Eine Blockchain führt nicht nur Transaktionen aus — sie muss die Daten dahinter veröffentlichen, sodass jeder sie verifizieren kann. Diese Daten müssen gespeichert, weitergeleitet und zugänglich gehalten werden. Mit wachsendem Bedarf an Blockspace wird die Veröffentlichung von Daten zum echten Flaschenhals, nicht die Ausführung.

Darum gewann die modulare These an Zugkraft. Projekte wie Celestia und EigenDA behandeln die Datenverfügbarkeit als eigenen Markt — eine separate Schicht mit eigenen Ökonomien, Gebührenstrukturen und einer eigenen Skalierungskurve.

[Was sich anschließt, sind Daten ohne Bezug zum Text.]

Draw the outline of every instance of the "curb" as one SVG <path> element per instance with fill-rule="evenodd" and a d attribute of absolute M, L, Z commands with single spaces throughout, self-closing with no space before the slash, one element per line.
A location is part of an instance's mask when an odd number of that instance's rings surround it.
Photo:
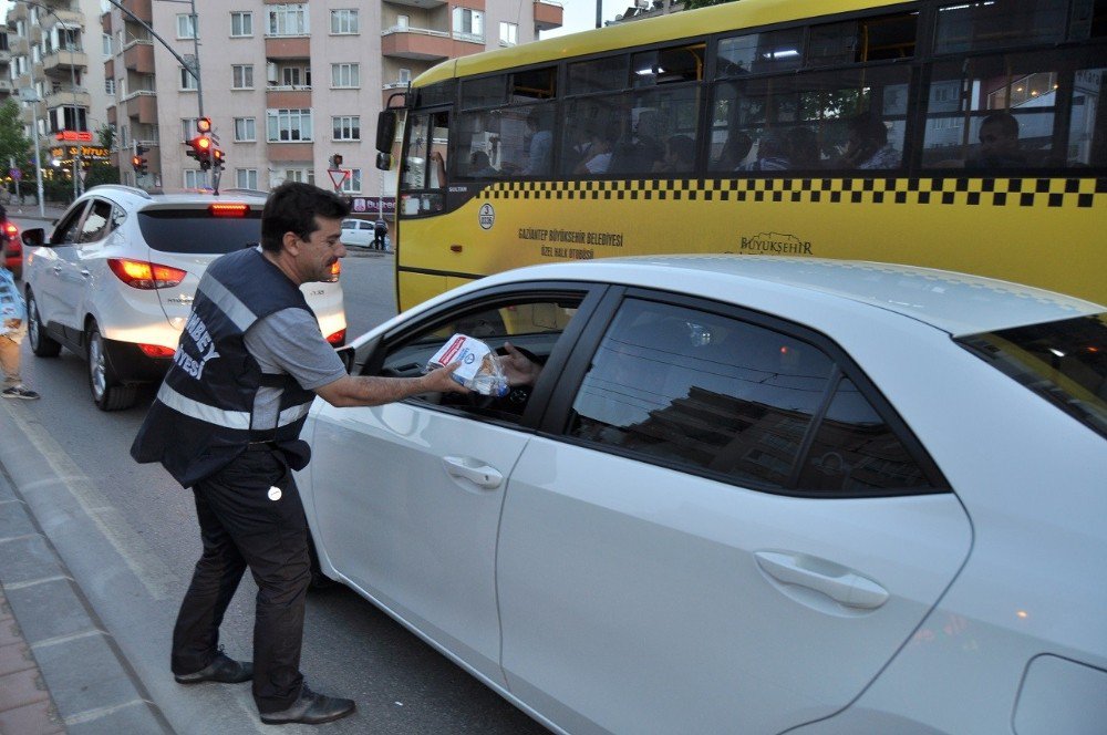
<path fill-rule="evenodd" d="M 2 466 L 0 692 L 0 732 L 170 732 Z"/>

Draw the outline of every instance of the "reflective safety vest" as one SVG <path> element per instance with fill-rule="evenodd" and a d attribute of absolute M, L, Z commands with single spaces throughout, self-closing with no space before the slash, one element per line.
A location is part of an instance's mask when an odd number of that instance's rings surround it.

Anstatt eine einzige Kette alles machen zu lassen, teilst du die Arbeit auf: Ausführung hier, Konsens dort, Datenverfügbarkeit irgendwo anders.

Die Schlussfolgerung ist kontraintuitiv. L1s, die gewinnen, sind nicht zwangsläufig die schnellsten. Es werden diejenigen sein, die die effizientesten Ökonomien für die Datenverfügbarkeit haben. $ETH verstanden das früh mit Danksharding. $SOL nahm den monolithischen Weg und machte ihn mit roher Hardware-Skalierung funktionsfähig. $BNB baut still Infrastruktur, die die DA-Kosten für sein Ökosystem nahezu vernachlässigbar machen könnte.

Beim nächsten Mal, wenn dir jemand sagt, eine Chain habe „100.000 TPS“, frag, wo die Daten liegen. Wenn die Datenverfügbarkeit nur ein Nebengedanke ist, ist die Durchsatz-Zahl Marketing. Wenn sie der Kernentwurf ist, siehst du echtes Scaling.